We have very good local salmon here. Scott and I eat it so often that we’ve almost stopped thinking about it as special, as “company” kind of food.
But luckily I remembered.
It’s taken a lot of experimenting – and some pretty darn good taste-testing along the way – but we do believe we have now found the best way to cook salmon.
It’s so simple it’s almost scandalous, but I swear we both like it better than the salmon we get at very good restaurants. Really. It. Is. That. Good.
Credits are due to three people:
2. A Vancouver hotel chef (whose name I cannot remember!) whose sugar-salt salmon rub idea I played on the radio last summer
3. Mark Bittman, who suggested scattering salt on the pan
In the hopes that our favourite salmon – which also happens to be extremely easy – might become your favourite salmon, let me walk you through it.
Whenever you think of it – let’s say anywhere from 2 hours to 1 minute before you plan to eat dinner – make a rub.
Mix one part salt with two parts sugar. I usually do 1 tablespoon of salt to two tablespoons of sugar. (I have a bit left over, but it’s always better to have more rather than less rub.)
If your salmon is not already cut into nice, individual-sized filets, do that now.
Using your fingers, rub the rub into the salmon flesh, but not on the skin.

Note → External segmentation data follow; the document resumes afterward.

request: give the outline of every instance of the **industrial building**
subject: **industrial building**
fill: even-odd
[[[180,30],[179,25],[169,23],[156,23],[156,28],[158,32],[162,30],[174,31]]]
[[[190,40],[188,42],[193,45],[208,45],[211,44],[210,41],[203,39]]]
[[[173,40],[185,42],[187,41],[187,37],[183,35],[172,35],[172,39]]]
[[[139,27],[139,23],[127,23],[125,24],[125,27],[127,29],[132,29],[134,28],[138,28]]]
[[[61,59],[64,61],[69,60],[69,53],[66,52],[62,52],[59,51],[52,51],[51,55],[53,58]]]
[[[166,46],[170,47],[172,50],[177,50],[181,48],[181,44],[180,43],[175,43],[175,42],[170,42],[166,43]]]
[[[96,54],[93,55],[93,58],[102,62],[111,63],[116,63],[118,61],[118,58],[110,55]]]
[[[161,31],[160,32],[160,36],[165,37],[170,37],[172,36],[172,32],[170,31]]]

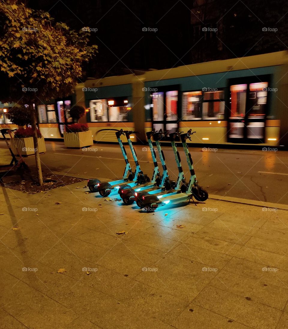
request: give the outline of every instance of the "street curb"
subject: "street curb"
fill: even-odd
[[[236,203],[243,203],[244,204],[257,206],[258,207],[265,207],[267,208],[276,208],[284,210],[288,210],[288,205],[283,205],[280,203],[273,203],[272,202],[266,202],[264,201],[250,200],[248,199],[242,199],[241,198],[234,198],[231,196],[222,196],[215,194],[209,194],[209,198],[221,201],[226,201],[227,202],[234,202]]]

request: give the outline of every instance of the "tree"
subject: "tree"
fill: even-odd
[[[89,28],[77,33],[63,23],[55,23],[47,13],[32,10],[15,0],[1,3],[0,21],[0,77],[6,91],[0,95],[1,100],[28,106],[41,185],[37,105],[70,94],[82,75],[83,63],[97,46],[88,45]]]

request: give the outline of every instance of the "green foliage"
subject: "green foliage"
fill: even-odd
[[[88,29],[76,32],[47,13],[15,3],[0,6],[1,79],[9,85],[1,100],[37,104],[70,94],[83,63],[96,51],[88,45]]]
[[[70,115],[73,119],[78,120],[85,114],[85,109],[83,106],[76,105],[70,110]]]
[[[26,126],[31,123],[30,112],[25,106],[14,106],[9,110],[7,116],[12,123]]]

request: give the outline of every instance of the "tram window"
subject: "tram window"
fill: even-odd
[[[64,101],[65,104],[65,112],[66,117],[66,119],[67,122],[71,122],[73,119],[70,116],[70,109],[71,108],[71,101],[69,100]]]
[[[178,119],[177,102],[178,92],[176,90],[166,93],[166,115],[168,121],[175,121]]]
[[[90,120],[92,122],[108,121],[107,101],[106,99],[91,101],[90,105]]]
[[[128,121],[128,109],[126,106],[113,106],[109,107],[109,121]]]
[[[153,92],[152,94],[153,121],[164,120],[164,93]]]
[[[183,92],[182,97],[183,120],[200,120],[202,118],[201,103],[202,92]]]
[[[241,118],[246,111],[247,85],[235,85],[230,87],[231,110],[230,118]]]
[[[46,123],[47,122],[47,114],[46,106],[44,104],[38,106],[38,113],[39,123]]]
[[[56,113],[55,113],[55,107],[53,104],[47,105],[47,117],[48,122],[49,123],[57,122]]]
[[[224,119],[225,103],[224,90],[205,91],[202,105],[203,119],[220,120]]]
[[[268,82],[257,82],[249,85],[249,118],[264,118],[267,103]]]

Put the salmon in a dish and let it stay cool in the fridge until you’re ready to fry it up.
Just before you’re ready to eat, set the pan on the stove to heat. Turn it up just beyond halfway on your heat gauge. On our stove, that’s 6.

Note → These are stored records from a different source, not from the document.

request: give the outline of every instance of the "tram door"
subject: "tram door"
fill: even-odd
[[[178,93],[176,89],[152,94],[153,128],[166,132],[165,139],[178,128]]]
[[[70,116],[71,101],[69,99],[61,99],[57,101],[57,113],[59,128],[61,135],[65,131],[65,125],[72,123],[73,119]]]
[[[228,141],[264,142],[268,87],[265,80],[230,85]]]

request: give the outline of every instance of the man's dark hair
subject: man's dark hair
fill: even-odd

Wait 10 minutes, so your pan can get good and hot.
Once it is indeed good and hot, sprinkle salt over the bottom to loosely cover.
Carefully, place your prepared salmon filets in the pan, skin side down. Cover.
Depending how thick your salmon is, open the lid and take a peak after 3 – 5 minutes. See how happy and plump it’s become!
If it’s starting to look opaque, flip it over. (If your pan is at the ideal temperature, the salt should prevent it from sticking very much.)
Cook for 1 minute if you like your salmon medium-rare. If you like it cooked through, give it a tiny bit longer. (Be careful: salmon overcooks very quickly!)
You can serve the salmon with whatever you like. We are really into Mark Bittman’s lentils right now, although we use beluga lentils or lentils du puy instead of the green ones he calls for. We find beluga lentils and lentils du puy don’t take as long to cook and are more fun.
Eat your new favourite salmon! Serve it to guests!